The release process was thoroughly tracked on the CentOS QA OpenAtrium instance:
Completion of the initial 6.3 build at http://qaweb.dev.centos.org/qa/node/130 
on 6/23; 
QA wrapped up on 7/7 as per http://qaweb.dev.centos.org/qa/node/135 ; 
Release preannouncement was two days later on 7/9 as per 
http://qaweb.dev.centos.org/qa/node/136 

That's almost exactly a two week QA period, exactly as documented, and much 
slower than if they had just released what first compiled.  While 6.0 was quite 
slow, that is very much in the past, as 6.1 and 6.2 happened pretty quickly in 
comparison, and 6.3 was exactly on schedule.

The key announcement on the QA site was the QA wrapup on 7/7; this was the cue 
for any mirrors to get ready for the deluge.

The standard schedule is documented as being 'two weeks or so from upstream 
release' and that was confirmed with the 6.3 release.

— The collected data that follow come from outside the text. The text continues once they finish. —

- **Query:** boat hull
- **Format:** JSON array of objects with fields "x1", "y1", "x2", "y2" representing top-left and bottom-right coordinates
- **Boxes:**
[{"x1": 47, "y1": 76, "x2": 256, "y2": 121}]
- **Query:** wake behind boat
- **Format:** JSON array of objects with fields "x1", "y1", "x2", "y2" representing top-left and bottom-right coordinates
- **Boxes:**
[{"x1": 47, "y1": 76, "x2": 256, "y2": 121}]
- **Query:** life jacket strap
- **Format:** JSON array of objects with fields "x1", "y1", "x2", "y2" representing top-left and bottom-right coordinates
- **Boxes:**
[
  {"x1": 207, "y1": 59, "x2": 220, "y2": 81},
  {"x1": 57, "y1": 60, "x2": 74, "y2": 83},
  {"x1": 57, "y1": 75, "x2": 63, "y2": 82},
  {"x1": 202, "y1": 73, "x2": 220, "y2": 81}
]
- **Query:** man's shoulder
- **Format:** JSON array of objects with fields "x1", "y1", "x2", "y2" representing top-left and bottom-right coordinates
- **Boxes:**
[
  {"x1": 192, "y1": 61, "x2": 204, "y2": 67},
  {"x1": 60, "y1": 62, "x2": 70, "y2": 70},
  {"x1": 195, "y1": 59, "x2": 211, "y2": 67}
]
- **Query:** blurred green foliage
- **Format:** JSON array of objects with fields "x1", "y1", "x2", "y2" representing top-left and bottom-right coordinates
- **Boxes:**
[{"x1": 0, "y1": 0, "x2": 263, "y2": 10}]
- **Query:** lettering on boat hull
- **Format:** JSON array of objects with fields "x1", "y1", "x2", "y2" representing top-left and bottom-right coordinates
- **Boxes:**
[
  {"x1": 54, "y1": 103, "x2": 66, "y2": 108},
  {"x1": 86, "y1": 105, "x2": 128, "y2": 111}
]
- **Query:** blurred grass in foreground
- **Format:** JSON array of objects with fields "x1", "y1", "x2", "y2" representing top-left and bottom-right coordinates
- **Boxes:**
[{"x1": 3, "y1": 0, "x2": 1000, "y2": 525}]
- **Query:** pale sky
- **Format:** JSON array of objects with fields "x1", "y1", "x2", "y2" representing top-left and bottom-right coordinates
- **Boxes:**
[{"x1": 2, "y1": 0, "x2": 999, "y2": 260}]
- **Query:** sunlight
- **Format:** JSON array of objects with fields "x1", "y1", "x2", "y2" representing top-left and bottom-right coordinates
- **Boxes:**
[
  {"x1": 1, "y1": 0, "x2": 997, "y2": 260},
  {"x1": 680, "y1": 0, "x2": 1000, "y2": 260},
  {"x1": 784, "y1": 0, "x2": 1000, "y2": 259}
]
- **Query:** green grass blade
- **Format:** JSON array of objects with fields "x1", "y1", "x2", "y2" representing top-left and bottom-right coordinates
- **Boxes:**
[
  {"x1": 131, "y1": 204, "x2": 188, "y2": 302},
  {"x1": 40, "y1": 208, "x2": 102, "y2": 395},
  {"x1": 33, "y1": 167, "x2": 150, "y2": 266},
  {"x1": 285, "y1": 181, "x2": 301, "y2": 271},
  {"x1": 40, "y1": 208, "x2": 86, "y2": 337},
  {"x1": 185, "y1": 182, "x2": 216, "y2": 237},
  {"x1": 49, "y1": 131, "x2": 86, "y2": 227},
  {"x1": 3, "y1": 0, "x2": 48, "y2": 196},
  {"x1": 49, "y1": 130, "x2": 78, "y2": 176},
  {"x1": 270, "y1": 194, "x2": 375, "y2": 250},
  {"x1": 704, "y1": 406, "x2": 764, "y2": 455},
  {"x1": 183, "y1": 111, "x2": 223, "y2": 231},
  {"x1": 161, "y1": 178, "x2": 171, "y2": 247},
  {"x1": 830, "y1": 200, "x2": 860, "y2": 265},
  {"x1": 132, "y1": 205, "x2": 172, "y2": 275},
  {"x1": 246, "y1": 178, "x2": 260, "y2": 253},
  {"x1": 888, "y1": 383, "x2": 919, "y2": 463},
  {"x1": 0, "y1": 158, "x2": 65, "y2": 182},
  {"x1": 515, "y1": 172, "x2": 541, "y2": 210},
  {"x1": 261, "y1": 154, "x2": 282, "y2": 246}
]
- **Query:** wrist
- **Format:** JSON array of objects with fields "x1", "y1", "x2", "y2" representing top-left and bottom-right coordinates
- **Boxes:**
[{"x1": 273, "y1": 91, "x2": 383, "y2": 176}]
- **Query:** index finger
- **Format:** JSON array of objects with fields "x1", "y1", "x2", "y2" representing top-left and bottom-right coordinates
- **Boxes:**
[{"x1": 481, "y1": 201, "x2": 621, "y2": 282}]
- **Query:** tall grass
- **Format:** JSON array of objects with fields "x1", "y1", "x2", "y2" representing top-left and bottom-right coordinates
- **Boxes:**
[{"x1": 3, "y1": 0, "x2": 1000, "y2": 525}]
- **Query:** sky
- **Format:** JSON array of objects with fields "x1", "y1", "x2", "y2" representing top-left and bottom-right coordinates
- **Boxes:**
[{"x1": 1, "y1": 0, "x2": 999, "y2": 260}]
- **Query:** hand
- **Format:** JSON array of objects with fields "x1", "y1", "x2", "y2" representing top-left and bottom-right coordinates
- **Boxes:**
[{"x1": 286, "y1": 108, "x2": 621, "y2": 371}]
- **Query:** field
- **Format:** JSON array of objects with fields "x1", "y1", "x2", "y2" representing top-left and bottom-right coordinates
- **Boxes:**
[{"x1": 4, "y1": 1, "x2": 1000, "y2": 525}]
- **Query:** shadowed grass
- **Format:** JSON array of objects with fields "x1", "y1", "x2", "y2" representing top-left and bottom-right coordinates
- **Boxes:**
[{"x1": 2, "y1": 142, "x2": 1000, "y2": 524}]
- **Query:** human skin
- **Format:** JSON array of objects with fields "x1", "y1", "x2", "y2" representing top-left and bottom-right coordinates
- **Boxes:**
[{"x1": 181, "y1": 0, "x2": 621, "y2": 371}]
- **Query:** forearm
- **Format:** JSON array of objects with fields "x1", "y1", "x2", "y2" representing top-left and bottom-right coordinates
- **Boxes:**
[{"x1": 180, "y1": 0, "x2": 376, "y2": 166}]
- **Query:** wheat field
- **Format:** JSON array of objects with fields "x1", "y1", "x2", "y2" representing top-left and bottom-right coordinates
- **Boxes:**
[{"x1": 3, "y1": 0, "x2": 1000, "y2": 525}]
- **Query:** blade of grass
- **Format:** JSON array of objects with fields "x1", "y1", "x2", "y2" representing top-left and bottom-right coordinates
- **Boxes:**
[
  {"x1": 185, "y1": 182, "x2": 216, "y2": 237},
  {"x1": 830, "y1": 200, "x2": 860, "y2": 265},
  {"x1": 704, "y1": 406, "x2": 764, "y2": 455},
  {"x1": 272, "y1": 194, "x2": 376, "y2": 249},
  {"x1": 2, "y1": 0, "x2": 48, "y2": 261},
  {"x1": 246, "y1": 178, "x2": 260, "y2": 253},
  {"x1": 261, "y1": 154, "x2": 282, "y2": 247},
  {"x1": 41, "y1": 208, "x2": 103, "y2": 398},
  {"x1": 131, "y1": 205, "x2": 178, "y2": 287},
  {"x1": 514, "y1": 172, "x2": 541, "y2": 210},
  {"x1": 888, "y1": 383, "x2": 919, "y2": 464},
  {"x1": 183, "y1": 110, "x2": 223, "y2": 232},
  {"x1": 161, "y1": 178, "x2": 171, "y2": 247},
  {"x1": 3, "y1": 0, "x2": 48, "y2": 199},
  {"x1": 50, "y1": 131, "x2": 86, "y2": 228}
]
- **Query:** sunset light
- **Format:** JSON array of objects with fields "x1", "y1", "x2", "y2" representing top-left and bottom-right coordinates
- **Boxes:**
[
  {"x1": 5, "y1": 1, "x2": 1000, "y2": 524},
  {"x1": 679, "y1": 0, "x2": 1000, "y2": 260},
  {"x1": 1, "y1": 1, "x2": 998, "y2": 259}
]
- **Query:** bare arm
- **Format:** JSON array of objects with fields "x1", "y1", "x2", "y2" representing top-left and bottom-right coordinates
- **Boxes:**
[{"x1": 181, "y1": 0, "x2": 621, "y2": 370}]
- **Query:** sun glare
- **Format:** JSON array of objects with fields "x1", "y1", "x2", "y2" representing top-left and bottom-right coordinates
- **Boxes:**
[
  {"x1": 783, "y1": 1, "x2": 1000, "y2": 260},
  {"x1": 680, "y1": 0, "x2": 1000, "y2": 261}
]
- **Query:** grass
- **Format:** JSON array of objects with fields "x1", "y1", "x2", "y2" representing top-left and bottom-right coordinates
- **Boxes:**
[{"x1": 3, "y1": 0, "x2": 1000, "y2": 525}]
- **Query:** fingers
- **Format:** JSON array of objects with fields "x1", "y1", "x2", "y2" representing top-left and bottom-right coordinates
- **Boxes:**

The SL process is different (not better, and not worse, just different, in my 
opinion at least) as determined by the SL developers.  It works for them, and 
they do good work.  SL has different aims, the most different of which is to 
support someone choosing to stay at, say, 6.0, but still get security updates 
released (by upstream) as part of upstream's 6.3.  This is a more difficult 
goal to achieve, really, and it should neither surprise nor bother anyone that 
it takes longer to do it that way.

It is good to see both rebuilds doing a fine job.